I suspect that the answer is to use something like :before_add. However, that approach seems only to apply to associations created via << . So it would get called when you used
@account.users << someuser
but not if you used
@account.users.create
I had also considered that it might be more practical to implement the limit using before_save within the User model, but it seems like it would be a bit off to implement Account business rules within the User model.
What is the best practice for limiting the number of associations?
Edit: the n users per account would be some business data that is stored within the individual accounts, rather than being a straight up magic number that would be floating around willy nilly in the code.
At first, if your users table has foreign key account_id then you need to use
class User
belongs_to :account
end
In this way you will ensure that User can be associated just to one Account.
If you want to limit that Account can have e.g. at most 3 users then you can define the following validation:
class User
validates_each :account do |user, attr, value|
user.errors.add attr, "too much users for account" if user.account.users.size >= 3
end
end
and as a result you will not be able to create new user for account if account has already 3 users.

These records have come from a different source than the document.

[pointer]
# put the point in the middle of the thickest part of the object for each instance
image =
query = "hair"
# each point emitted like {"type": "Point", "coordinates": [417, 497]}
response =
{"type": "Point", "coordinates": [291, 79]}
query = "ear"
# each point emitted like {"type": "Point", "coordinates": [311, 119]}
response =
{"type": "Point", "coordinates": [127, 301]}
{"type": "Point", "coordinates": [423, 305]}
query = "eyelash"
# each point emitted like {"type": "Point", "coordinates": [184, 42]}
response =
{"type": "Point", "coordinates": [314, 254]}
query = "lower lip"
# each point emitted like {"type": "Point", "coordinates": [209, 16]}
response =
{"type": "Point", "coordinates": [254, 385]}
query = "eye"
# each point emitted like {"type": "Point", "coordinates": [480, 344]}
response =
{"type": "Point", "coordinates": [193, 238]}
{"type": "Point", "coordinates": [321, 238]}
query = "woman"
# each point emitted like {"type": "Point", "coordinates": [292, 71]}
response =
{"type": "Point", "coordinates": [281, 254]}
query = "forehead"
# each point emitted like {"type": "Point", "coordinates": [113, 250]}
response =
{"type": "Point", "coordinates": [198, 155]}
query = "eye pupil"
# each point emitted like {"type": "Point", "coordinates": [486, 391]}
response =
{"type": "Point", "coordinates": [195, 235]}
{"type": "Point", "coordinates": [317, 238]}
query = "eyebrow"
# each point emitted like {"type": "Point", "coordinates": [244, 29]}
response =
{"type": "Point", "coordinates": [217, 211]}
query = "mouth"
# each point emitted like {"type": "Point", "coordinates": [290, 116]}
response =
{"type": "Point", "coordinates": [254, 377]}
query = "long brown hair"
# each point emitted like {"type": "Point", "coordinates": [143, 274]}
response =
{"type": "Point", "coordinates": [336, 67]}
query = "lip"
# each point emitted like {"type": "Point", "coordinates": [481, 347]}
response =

I think your rule is subject to a different interpretation. Think of the rule as being "You cannot add a user to an account that already has 3 users." Now that it is a user rule, implementing it on the user object seems perfectly natural and @Raimond's solution will suffice.
You could also think about implementing this as a database constraint, but I probably wouldn't go that way...3 seems to be an arbitrary number that may change later and I, and I suspect you, would prefer that it be captured in the code rather than hidden away in a DB constraint.